パッケージ全体で言うと、下の画像のとおりB100は一回り以上巨大である。
実際に上の画像を回転させ、歪みを補正したのが下の画像である。ここからダイサイズを計算したところ、意外もBlackwellのダイそのものはHopperよりもやや小さく、783.4mm2と算出された。
あるいは2次キャッシュの容量そのものが少し減り(これで大きく面積が削減できる)、CUDA Coreの方にトランジスタを割いた(これはSRAMほど面積が増えない)のが大きいのかもしれない。
ところで今回の基調講演を含む一連の説明の中で、一度も「2つのダイをどう接続しているか」に関する説明がなかった。可能性が一番高いのはTSMCのCoWoSだろうが、CoWoS-S(シリコン・ インターポーザーを使った2.5D積層)は最大でも1700mm2(Reticle Limitの2倍)となっており、Blackwell×2だけならともかくHBM3e×8を搭載まで搭載するのは絶対に不可能である。
ではCoWoS-R(有機パッケージを使ったインターポーザー)は? というと、HBM3eが本当に通るのかがまだ未知数である。一番可能性が高いのは、インテルのEMIBと同じく、有機パッケージの中にシリコン・ インターポーザーを埋め目込んだCoWoS-Lであろう(AMDのInstinct MI250Xのように、ASEのFOCoSを使う可能性は低いはずだ)。
B100はAI性能がH100の5倍
次は性能の話だ。"5X the AI performance"というのがB100の特徴である。つまりAI性能がH100の5倍というわけだ。もちろんこれはピーク性能なのだが。それでもB100が1個あたり20PFlopsのAI処理性能、192GBのHBM3eでメモリー帯域は8TB/秒とされている。
これに絡んで今回発表されたのが、第2世代のTransformer Engineと、これを利用することでFP4/FP6のサポートが可能になった、という話だ。
Transformer EngineはA100/H100世代のGPUで搭載されている機能で、動的に変数の型を変更して精度のリキャストやスケーリングの自動調整が可能なものだが、第2世代ではFP4/FP6が追加された。
まだFP4の詳細は不明だが、普通に考えれば符号1bit、仮数部1~2bit、指数部2~1bitの合計4bitであり、FP8の半分で表現できることになる。
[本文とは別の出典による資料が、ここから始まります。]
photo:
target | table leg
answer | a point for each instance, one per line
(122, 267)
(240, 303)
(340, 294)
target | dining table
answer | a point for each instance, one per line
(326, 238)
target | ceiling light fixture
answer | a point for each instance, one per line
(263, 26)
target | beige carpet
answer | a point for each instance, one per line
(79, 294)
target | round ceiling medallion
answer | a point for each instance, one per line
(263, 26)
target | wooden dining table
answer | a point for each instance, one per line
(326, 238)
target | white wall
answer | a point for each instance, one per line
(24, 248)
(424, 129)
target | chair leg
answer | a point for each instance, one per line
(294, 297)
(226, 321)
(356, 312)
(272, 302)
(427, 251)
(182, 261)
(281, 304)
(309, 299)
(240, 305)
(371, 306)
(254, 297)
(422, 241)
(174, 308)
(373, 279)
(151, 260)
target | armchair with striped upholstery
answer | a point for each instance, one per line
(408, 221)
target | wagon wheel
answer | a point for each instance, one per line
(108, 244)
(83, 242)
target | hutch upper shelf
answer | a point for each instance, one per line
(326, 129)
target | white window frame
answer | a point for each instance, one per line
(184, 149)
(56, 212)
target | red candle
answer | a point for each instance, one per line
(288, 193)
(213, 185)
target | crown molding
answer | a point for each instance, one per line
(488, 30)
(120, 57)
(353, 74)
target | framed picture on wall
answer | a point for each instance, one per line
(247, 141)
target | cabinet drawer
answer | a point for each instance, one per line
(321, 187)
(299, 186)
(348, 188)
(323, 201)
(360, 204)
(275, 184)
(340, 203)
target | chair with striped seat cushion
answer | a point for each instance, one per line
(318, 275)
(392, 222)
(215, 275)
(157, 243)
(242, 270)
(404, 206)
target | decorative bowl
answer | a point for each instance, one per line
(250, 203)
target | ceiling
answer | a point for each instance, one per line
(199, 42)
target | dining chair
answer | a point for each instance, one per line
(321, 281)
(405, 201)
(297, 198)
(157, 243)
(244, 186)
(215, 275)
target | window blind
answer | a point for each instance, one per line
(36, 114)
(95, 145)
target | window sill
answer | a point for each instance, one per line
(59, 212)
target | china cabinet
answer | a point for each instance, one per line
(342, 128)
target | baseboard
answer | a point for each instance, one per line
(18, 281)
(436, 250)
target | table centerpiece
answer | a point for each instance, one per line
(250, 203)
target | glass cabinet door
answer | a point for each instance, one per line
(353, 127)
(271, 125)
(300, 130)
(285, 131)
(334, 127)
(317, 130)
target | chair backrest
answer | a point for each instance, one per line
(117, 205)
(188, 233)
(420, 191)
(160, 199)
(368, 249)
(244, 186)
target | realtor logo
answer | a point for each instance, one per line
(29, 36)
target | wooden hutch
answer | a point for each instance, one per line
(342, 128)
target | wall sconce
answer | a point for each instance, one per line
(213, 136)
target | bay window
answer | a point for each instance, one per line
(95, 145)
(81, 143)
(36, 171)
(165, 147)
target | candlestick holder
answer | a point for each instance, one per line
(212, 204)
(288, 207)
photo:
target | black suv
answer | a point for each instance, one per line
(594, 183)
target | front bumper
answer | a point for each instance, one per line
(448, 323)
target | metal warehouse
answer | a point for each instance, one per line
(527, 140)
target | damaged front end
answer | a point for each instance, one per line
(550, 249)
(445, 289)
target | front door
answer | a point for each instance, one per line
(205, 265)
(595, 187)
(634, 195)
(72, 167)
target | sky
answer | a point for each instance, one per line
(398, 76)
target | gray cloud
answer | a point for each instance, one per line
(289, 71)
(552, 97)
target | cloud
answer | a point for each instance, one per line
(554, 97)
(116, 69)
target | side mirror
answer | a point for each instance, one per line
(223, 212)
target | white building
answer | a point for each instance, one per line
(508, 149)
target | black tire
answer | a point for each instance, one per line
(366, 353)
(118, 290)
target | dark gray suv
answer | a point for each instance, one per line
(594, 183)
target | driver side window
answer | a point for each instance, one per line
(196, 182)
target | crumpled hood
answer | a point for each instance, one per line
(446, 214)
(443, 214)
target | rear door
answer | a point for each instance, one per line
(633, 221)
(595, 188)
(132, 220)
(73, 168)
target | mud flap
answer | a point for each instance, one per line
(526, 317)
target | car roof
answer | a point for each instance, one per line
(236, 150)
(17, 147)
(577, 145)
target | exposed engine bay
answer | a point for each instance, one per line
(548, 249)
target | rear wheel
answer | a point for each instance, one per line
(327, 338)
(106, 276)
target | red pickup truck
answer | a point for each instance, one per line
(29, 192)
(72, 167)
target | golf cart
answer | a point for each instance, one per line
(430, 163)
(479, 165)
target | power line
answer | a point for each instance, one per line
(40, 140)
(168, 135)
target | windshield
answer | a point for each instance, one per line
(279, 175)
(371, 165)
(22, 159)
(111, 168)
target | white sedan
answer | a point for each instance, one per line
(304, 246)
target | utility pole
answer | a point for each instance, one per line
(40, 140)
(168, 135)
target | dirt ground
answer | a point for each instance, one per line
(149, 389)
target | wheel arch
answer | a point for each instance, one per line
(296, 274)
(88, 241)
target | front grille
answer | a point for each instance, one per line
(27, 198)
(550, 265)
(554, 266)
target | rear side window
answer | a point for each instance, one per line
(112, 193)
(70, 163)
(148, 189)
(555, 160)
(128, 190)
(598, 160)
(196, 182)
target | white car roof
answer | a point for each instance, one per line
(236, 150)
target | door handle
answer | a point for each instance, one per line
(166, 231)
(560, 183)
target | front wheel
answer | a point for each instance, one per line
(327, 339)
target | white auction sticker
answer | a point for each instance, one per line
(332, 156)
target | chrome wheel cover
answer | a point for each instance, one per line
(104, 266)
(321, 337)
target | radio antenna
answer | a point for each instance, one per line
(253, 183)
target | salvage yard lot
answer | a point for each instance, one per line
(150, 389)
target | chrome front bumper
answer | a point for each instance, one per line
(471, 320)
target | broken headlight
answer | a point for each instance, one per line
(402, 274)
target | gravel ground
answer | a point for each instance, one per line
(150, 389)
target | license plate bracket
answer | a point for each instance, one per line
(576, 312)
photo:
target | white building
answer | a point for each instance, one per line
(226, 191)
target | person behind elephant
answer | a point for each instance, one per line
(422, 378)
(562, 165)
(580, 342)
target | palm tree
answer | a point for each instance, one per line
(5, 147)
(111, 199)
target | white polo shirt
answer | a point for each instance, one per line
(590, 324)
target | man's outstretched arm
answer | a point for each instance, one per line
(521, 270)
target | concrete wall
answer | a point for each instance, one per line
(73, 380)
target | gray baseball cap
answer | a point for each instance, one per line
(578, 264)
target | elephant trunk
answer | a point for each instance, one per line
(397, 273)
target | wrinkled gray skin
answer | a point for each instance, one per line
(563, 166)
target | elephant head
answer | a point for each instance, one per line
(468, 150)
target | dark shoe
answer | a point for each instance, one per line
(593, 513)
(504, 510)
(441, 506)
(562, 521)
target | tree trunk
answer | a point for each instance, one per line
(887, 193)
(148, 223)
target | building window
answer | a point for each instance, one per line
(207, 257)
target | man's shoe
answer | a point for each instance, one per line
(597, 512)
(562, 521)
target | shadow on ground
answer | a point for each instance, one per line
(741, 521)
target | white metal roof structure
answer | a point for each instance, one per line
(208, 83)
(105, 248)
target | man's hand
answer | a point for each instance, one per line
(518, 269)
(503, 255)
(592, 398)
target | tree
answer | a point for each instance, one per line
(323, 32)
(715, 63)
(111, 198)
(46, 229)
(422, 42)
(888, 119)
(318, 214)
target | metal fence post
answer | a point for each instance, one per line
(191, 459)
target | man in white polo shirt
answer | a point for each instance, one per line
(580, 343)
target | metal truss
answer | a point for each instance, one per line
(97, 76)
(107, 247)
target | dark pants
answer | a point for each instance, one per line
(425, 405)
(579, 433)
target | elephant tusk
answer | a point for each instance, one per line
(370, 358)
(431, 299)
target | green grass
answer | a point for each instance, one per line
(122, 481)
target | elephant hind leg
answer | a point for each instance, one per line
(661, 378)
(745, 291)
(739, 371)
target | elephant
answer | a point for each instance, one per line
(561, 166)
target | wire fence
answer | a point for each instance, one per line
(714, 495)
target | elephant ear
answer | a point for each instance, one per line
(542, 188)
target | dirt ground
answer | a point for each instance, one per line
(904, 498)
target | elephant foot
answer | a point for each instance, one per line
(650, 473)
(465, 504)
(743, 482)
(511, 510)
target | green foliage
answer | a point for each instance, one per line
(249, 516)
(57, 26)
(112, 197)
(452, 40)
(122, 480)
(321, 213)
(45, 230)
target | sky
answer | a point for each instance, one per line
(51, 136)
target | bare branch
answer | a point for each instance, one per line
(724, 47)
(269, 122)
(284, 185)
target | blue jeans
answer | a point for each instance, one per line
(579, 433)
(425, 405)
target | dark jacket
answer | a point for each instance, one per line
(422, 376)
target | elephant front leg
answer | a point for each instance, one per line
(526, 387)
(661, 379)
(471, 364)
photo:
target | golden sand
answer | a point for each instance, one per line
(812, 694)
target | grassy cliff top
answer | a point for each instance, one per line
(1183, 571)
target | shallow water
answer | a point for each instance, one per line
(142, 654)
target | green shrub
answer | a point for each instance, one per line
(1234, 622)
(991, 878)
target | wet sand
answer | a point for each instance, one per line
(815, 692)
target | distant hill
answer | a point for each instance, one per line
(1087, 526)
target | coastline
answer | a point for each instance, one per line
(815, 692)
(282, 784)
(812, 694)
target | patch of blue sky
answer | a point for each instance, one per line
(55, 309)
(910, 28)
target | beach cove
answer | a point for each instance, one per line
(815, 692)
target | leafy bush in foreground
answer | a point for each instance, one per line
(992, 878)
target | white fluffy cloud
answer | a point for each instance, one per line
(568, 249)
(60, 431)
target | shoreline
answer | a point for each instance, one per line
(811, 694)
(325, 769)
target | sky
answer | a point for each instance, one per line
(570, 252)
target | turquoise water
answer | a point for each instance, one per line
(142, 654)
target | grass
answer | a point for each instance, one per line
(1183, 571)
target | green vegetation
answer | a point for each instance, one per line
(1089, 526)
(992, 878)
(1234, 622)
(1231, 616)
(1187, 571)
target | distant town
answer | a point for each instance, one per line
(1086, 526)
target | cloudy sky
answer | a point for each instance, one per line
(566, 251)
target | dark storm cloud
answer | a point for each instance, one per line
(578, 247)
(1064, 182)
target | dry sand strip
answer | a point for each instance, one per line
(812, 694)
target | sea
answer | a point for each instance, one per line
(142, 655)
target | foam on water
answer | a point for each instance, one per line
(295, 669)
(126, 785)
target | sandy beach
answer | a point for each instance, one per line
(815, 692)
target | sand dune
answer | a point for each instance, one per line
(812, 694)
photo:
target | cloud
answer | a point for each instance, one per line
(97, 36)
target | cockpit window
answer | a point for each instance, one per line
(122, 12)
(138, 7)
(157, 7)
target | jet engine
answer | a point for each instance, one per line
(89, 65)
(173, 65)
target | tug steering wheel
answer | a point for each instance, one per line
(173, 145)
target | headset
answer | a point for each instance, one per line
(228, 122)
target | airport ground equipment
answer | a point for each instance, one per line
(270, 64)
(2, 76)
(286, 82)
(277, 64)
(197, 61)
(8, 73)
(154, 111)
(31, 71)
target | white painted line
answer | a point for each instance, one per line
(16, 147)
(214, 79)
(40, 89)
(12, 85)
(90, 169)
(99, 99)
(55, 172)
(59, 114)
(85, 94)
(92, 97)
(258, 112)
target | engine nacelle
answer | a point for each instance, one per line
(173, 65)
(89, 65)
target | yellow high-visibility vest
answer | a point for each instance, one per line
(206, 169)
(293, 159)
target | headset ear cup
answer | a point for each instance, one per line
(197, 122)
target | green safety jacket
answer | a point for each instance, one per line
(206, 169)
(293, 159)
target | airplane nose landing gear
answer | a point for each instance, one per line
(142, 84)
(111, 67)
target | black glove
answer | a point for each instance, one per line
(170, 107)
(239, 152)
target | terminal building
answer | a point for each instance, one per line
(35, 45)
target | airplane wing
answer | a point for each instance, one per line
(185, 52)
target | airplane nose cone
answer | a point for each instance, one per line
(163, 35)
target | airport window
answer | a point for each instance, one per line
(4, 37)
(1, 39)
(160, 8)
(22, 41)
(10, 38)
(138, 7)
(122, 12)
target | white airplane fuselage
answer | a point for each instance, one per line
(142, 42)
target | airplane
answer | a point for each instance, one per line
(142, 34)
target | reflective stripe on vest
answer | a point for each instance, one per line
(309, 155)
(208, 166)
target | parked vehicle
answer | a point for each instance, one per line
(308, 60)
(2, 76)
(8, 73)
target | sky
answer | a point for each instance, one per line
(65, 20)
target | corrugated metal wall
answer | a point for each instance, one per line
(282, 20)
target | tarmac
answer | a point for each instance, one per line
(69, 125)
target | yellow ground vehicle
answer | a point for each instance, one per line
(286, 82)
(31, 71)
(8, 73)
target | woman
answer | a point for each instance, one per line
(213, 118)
ということは同じ規模の演算器なら2倍の処理が可能になる。性能5倍のうちの2倍が、このFP4のサポートで賄われると考えられる。
また2ダイ構成ということは、これで2倍の性能になるということで、FP4のサポートと併せて、4倍の性能向上が確保された格好だ。ということで残り1.25倍が、ダイそのものの構成あるいは動作周波数によるものと考えられる。